3 Kebutuhan Emosi Dasar Manusia – Manusia selain memiliki kebutuhan jasmani dan rohani, juga memiliki kebutuhan emosional yang perlu terpenuhi.
Sama halnya dengan usaha untuk memenuhi kebutuhan jasmani, maka ketika seorang manusia tidak tercukupi kebutuhan emosionalnya, ia akan cenderung melakukan berbagai cara untuk memenuhinya.
Naluri untuk bertahan hidup dan mempertahankan diri adalah sebuah naluri alami yang terinstal di dalam diri semua makhluk hidup sejak ia lahir.
Secara khusus, manusia memiliki keunikan karena ia tidak hanya mencoba bertahan hidup secara fisik saja, tetapi juga secara emosional.

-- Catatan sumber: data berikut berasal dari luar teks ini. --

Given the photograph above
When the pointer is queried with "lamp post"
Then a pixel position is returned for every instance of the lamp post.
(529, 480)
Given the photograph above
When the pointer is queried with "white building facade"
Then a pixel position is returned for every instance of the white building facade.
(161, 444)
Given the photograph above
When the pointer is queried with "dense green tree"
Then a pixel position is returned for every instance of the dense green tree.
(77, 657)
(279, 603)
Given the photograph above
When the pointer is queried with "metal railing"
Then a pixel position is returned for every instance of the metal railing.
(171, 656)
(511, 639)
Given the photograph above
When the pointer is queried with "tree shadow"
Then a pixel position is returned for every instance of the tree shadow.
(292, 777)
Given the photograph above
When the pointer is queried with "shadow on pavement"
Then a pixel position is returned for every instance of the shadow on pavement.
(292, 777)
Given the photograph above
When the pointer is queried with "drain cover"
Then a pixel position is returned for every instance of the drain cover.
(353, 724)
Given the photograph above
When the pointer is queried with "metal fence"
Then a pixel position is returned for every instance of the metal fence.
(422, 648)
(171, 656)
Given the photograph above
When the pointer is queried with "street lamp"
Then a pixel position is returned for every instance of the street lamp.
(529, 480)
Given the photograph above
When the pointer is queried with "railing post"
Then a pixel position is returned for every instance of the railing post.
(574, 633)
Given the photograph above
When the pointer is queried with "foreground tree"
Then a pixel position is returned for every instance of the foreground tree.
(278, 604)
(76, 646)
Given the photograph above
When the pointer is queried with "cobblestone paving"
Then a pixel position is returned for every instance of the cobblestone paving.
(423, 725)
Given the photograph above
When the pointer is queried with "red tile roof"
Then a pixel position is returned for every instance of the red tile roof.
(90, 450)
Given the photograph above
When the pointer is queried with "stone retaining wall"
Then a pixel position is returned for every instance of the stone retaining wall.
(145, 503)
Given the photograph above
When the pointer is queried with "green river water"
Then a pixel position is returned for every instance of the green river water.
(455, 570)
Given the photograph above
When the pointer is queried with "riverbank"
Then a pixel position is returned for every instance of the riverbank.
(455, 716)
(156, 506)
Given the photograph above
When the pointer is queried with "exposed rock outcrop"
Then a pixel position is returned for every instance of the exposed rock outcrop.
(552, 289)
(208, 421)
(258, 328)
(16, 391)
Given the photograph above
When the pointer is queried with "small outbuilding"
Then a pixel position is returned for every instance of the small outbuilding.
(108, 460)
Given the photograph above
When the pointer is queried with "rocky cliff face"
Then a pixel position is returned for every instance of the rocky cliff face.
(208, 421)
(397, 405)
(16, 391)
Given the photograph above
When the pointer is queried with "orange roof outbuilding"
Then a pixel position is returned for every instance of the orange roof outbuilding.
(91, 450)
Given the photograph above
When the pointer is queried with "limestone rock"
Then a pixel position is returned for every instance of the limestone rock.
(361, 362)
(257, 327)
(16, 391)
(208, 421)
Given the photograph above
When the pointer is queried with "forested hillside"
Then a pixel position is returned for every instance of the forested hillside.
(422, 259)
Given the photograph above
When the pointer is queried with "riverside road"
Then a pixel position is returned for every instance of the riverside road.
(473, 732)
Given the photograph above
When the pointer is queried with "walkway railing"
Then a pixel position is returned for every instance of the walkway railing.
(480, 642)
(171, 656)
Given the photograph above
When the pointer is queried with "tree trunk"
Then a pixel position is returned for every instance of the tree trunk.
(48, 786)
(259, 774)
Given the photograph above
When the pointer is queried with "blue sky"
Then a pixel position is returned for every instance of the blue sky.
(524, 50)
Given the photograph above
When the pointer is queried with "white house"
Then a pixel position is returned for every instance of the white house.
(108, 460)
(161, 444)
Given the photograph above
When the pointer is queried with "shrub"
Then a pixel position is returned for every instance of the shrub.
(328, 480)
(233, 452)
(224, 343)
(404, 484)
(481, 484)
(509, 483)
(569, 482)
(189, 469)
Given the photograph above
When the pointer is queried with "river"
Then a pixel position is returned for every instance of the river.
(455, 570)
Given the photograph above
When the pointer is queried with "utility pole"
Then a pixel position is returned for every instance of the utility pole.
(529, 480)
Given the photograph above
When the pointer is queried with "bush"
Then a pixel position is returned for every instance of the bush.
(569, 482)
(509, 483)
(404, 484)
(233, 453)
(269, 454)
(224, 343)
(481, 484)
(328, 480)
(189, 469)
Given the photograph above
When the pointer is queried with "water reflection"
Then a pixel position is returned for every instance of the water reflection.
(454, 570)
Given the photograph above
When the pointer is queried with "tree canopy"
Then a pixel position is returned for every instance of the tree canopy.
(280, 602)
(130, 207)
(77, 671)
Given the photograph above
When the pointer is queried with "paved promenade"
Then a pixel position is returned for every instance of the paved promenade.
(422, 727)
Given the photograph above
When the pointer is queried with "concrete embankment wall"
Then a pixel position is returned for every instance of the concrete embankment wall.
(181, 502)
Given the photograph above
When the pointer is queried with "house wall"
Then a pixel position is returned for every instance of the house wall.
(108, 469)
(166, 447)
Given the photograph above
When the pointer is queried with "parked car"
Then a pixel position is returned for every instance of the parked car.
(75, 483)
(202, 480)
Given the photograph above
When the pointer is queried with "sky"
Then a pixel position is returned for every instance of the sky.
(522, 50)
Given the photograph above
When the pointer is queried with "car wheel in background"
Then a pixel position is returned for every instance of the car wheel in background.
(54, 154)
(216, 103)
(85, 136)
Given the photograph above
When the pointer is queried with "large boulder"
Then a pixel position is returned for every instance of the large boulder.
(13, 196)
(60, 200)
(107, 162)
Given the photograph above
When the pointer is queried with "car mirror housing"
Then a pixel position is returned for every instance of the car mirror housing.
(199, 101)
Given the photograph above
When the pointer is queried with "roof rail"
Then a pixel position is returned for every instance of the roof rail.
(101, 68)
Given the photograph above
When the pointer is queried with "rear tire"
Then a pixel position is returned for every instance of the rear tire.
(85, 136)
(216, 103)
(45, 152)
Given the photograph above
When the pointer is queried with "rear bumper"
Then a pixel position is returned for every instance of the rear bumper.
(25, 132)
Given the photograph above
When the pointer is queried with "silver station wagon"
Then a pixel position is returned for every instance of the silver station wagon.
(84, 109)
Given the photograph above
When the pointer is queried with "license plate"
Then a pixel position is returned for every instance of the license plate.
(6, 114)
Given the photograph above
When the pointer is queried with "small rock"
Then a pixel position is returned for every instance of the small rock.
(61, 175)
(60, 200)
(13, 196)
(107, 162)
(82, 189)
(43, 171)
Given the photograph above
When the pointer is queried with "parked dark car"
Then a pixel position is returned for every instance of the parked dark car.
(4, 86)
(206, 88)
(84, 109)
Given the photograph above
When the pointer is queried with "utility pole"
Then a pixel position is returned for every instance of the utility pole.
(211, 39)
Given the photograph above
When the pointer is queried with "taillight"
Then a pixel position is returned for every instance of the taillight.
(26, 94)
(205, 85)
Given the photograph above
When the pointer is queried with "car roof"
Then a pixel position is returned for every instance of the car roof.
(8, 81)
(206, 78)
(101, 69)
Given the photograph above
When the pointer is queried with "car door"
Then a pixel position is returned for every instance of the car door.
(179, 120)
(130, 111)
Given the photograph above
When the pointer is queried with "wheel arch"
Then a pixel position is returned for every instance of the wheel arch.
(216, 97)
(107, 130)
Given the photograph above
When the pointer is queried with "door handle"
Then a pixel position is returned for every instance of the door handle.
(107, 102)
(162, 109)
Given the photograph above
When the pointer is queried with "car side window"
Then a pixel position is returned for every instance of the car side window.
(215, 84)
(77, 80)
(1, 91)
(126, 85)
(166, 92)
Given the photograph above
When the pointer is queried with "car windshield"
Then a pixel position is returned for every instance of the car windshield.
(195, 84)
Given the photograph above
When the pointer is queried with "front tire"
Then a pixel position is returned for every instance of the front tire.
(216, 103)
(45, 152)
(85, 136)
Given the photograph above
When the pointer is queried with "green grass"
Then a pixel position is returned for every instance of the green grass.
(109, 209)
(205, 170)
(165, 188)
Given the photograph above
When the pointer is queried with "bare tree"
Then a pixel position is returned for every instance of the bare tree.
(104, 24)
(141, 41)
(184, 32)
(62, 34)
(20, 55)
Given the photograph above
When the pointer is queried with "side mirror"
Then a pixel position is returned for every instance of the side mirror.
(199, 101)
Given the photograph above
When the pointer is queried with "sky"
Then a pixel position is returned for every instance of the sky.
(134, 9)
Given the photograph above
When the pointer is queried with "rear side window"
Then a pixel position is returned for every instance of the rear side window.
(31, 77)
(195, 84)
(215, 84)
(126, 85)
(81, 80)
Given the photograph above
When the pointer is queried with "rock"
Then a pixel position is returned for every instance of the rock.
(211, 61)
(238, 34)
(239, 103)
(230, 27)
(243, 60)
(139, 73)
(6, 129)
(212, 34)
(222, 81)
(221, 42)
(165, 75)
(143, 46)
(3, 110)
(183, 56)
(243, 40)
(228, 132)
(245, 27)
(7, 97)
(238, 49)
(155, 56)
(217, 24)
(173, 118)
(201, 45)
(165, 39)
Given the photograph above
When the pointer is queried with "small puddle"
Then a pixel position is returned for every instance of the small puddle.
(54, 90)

Artinya, manusia juga membutuhkan jaminan keamanan dan ketercukupan dalam hal emosional.
Kebutuhan Emosi Dasar Manusia
Hasil pengamatan dari dunia psikologi menunjukkan bahwa manusia memiliki 3 kebutuhan emosi dasar, yaitu rasa berharga, rasa aman, dan rasa kendali diri.
1. Rasa Berharga
Rasa berharga adalah perasaan bahwa diri kita ini berdaya guna, bahwa kita ini bernilai dan istimewa.
Itu sebabnya, sejak kecil, secara naluriah kita cenderung “mencari perhatian” melalui berbagai usaha pencapaian kita karena kita ingin menunjukkan bahwa kita adalah orang yang spesial.
Kebutuhan akan rasa berharga ini sangat mendasar dan memang sudah menjadi bagian dari kebutuhan emosional kita sejak lahir, sehingga mustahil ada orang yang bisa menyatakan bahwa dia sama sekali tidak butuh dihargai.
2. Rasa Aman
Rasa aman adalah perasaan bahwa diri kita berada dalam keadaan tanpa ancaman, merasa tenang untuk melakukan segala sesuatu, dan merasa terlindungi.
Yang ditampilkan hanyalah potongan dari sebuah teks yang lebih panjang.